Charisse recalled hearing her parents fight, though their nanny always rushed them to the other side of the house. She and Marie weren’t brought out again until everyone had a smile plastered on their face.

“Is that why she left, because of the parties?” asked Charisse. She hated parties too, but she couldn’t imagine abandoning her children over it.

With a shaking hand, Raul wiped sweat off of his forehead. “I don’t know. I know Mr. LaRouche gave her some sort of ultimatum, and I know the last time she asked me to get cocaine for her, I refused. But someone else got it for her… probably one of her friends. And then she was asking me to take her to the airport.”

Charisse sensed there was something Raul wasn’t telling her, but she didn’t ask. She already had plenty to think about—like was her mother dead? Had cocaine gotten the best of her? She wished Conor were there to talk about it. Raul was obviously spent. He looked like she felt after a therapy session—worn out and depressed.

“Thank you, Raul,” she said quietly. “I appreciate it more than you know.”

Raul straightened his back and slid his servant expression across his face. “I’ll go prepare a bed for you. I assume you’ll be staying here?”

“Yes, thank you.”

“Would you like breakfast here or in the mansion?”

Conor was returning tomorrow. She’d canceled therapy, and she didn’t feel like working out either. Unfortunately that left her with nothing to do but go crazy waiting for him.

“I think I’d like to have breakfast in town. I might spend the day shopping.”

“Very good. I’ll have the sedan ready to take you around 8. No, you need your sleep. Make it 9.”
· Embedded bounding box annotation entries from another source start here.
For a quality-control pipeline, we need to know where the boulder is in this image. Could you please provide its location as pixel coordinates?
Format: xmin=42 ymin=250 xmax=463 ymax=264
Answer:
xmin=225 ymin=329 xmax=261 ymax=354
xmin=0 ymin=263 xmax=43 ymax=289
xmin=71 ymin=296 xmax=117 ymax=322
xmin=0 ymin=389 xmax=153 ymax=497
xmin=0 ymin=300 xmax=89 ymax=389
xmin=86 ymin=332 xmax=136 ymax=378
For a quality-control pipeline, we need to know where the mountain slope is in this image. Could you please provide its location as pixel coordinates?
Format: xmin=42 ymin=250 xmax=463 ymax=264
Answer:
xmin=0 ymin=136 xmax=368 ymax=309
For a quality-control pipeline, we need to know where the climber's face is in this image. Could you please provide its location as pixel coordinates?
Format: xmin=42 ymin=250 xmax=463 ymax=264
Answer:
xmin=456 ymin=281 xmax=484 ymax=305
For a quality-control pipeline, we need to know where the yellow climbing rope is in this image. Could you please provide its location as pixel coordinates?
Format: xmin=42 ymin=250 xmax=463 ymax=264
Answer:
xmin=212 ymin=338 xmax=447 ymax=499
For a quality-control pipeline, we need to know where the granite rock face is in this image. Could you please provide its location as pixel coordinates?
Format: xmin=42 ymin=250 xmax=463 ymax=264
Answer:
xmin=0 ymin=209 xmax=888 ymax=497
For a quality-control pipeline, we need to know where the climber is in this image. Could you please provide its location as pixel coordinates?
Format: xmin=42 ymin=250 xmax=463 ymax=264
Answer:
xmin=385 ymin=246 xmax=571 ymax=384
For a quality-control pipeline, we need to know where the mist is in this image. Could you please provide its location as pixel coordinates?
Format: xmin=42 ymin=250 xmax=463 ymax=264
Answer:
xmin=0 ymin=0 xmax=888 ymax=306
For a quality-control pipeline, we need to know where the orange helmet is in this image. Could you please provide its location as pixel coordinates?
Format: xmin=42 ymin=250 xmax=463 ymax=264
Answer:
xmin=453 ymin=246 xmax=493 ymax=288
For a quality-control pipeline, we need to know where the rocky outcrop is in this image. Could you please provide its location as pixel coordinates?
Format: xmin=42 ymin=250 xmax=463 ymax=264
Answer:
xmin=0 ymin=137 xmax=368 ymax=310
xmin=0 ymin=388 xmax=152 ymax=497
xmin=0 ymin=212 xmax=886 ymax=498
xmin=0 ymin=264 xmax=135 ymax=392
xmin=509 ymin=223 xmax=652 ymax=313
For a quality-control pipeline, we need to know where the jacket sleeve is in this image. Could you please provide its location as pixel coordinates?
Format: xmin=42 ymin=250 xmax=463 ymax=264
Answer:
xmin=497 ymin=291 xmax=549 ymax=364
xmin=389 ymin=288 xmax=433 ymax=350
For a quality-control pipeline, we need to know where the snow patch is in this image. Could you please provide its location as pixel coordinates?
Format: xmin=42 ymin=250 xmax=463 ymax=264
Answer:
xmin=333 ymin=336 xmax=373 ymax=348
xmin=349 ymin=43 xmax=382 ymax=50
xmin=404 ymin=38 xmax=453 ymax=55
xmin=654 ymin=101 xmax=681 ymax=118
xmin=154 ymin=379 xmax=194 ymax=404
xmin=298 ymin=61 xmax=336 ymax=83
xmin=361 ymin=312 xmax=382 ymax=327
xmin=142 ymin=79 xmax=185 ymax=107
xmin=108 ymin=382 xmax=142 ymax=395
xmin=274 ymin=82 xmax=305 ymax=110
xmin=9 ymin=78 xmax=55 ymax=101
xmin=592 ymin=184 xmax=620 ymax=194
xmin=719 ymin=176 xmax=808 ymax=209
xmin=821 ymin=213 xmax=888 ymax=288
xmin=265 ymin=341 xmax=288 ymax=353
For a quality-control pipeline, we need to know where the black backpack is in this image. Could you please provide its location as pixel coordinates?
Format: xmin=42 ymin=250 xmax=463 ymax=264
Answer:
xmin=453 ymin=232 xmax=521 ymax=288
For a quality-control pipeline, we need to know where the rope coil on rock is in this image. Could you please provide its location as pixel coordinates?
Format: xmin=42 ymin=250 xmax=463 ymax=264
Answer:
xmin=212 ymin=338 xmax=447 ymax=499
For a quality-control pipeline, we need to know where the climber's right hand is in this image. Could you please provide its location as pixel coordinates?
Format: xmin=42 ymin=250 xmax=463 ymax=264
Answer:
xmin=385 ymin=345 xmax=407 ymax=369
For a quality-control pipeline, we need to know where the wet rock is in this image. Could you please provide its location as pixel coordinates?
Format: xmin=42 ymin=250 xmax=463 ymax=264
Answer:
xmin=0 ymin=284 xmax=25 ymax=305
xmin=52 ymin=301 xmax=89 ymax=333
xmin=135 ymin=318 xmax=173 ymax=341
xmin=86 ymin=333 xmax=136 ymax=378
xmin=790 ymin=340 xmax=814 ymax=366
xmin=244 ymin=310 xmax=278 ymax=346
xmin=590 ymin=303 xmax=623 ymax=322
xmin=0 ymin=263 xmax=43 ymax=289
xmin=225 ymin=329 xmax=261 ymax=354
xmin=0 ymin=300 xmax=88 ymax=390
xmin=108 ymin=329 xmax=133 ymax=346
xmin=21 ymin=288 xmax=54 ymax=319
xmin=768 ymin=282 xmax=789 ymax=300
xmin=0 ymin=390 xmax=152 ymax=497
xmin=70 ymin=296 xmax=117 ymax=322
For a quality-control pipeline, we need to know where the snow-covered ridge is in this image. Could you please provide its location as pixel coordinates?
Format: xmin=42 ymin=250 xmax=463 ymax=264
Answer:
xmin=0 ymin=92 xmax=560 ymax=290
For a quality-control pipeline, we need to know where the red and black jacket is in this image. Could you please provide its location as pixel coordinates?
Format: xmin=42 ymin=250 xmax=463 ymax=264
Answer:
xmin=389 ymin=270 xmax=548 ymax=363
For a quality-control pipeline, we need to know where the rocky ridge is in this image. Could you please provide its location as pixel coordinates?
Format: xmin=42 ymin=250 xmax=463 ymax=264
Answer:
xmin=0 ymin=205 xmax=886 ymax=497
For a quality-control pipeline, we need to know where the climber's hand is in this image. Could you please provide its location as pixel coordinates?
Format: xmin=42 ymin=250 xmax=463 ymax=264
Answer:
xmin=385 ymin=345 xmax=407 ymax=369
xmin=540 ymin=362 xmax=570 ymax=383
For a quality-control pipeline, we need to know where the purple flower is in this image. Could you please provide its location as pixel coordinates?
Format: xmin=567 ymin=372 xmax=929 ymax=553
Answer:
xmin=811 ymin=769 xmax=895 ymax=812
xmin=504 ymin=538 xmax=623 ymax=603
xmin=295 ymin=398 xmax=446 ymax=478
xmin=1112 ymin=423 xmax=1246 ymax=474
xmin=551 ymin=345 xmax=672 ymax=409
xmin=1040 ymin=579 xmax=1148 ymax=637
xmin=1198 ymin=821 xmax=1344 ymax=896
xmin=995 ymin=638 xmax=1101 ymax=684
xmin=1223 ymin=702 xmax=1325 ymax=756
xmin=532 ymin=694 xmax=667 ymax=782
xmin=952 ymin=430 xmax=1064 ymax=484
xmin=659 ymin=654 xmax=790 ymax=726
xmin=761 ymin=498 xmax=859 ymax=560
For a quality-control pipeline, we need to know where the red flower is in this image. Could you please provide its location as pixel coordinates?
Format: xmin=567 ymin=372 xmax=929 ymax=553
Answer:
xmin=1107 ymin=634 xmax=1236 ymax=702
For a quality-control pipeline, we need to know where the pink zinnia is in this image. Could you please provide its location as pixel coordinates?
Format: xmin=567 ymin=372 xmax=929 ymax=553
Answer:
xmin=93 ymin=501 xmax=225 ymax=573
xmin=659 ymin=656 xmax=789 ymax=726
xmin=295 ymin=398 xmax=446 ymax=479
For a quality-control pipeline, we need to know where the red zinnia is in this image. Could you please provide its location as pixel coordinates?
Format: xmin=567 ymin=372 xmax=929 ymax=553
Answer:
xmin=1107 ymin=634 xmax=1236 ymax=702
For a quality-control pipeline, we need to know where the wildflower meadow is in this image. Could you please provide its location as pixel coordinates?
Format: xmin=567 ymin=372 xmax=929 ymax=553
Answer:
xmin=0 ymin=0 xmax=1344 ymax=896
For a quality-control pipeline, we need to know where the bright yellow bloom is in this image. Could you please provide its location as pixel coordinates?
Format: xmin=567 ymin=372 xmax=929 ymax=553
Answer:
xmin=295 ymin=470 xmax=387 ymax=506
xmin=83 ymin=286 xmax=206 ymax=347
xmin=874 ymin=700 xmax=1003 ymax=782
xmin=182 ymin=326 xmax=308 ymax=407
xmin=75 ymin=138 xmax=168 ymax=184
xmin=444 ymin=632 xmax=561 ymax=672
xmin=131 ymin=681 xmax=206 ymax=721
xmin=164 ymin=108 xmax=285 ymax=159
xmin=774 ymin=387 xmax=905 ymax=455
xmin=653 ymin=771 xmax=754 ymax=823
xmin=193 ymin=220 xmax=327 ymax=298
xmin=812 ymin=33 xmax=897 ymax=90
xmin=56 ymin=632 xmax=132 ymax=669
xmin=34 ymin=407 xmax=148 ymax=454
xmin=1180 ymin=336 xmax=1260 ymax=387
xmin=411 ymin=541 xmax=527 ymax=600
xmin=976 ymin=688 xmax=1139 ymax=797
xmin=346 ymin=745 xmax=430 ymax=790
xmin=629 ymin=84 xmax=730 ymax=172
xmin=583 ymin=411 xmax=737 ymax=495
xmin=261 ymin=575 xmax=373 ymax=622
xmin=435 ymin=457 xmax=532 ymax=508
He stalked off with a straight back, and she heard him climb the stairs. Strangely, she felt better knowing about her mother’s drug problem. It settled a niggling doubt that she had somehow chased her mother away. She hoped her mother was alive, and one day she could meet her.

Her phone dinged. She pulled it out and saw a text from Conor.

“I’m sorry. About everything. I hope tomorrow is a fresh start.”